Regulatory T cells modulate Th2 responses induced by Brugia pahangi third-stage larvae.

Infection of BALB/c mice with Brugia pahangi third-stage larvae (L3) results in the production of interleukin-4 (IL-4), IL-5, and IL-10 with a resultant down-regulation in Th1 responses. Previously, this was thought to reflect a skewing of immune responses towards a Th2 phenotype by the infective stage of the parasite. In this study, we show that exposure to the L3 of Brugia also induces the expansion of a population of CD4 cells that express CD25 and cytotoxic-T-lymphocyte-associated antigen 4 in an IL-4-independent fashion.

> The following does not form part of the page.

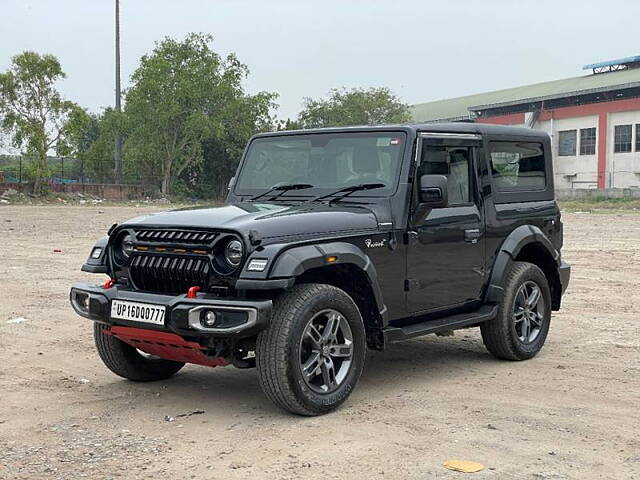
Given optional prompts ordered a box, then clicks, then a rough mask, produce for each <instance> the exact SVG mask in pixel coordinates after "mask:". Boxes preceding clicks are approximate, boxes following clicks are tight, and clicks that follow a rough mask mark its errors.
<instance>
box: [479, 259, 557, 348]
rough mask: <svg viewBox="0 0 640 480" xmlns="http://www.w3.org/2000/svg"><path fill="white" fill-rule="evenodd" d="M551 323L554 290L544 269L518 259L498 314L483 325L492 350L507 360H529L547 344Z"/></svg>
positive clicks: (508, 274)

By quantitative reverse transcription-PCR, we show that the CD25+ population is highly enriched in mRNA for the Foxp3 transcription factor and that these cells express significantly more IL-10 mRNA than the CD25- population, suggesting a likely regulatory phenotype. The functional capacity of these cells was demonstrated using a neutralizing CD25 monoclonal antibody (MAb). Mice treated with this MAb demonstrated elevated levels of antigen (Ag)-specific proliferation in vitro, and levels of Ag-specific Th2 cytokines were significantly increased. These results suggest a complex network of regulation in L3-infected mice with Th2 cells limiting the Th1 response, while T-regulatory cells modulate Th2 responses.[1]